I’m blogging this whilst making my way through a packet of biscuits. Today’s biscuits of choice are Bahlsen Choco Leibniz, Orange Milk Chocolate Edition. They’re truly a triumph of German engineering, on a par with the VW Golf or the Bosch cordless drill. My only gripe is the slogan on the front of the packet: “More chocolate than a biscuit”. I find it troublingly ambiguous, possibly meaning any of the following:
- Each unit contains proportionally more chocolate content than biscuit content. (In which case it should be “more chocolate than biscuit”, surely? And I’m not entirely sure it’s true either.)

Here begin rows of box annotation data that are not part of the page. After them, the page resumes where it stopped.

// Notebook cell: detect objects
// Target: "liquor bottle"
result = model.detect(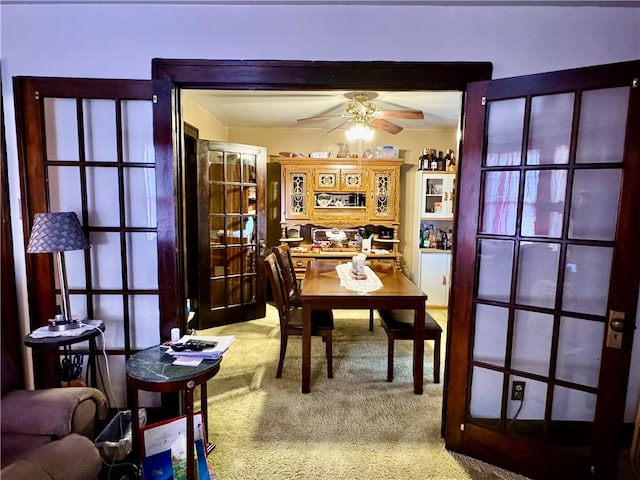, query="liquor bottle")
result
[421,225,431,248]
[447,149,456,172]
[429,148,438,170]
[442,230,449,250]
[418,147,429,170]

- Each unit contains more chocolate than “a biscuit” – i.e. it is statistically more chocolatey than some notional “standard” biscuit. (But what would such a standard be? Do they have Rich Tea in Germany? What if the standard is a Bourbon biscuit? Perhaps the DIN could be of assistance on this one?)
- A more literary usage: the Choco Leibniz is “more chocolate than a biscuit”, in the sense that Darth Vader was said to be “more machine now than man”. (But surely that would place them in the chocolate aisle in Sainsbury’s, along with the Kit-Kats, Clubs and the like, rather than on the biscuit aisle where I found them?)
- Some fourth, untranslatable meaning that sounds great in German but rubbish in English – a kind of “Vorsprung durch Biscuit”. (In which case, why translate it? Don’t they know that’s what makes Audis appear classy?)
Still, it’s a minor drawback to what is a superb biscuit. If I was given a choice between a life without Choco Leibniz biscuits, and a life as some half-human blubberous mass being levered in through the doors of the Jerry Springer show, I can’t honestly say I’d choose the former.
Biscuit eaters of the world unite! We have nothing to lose but our mobility!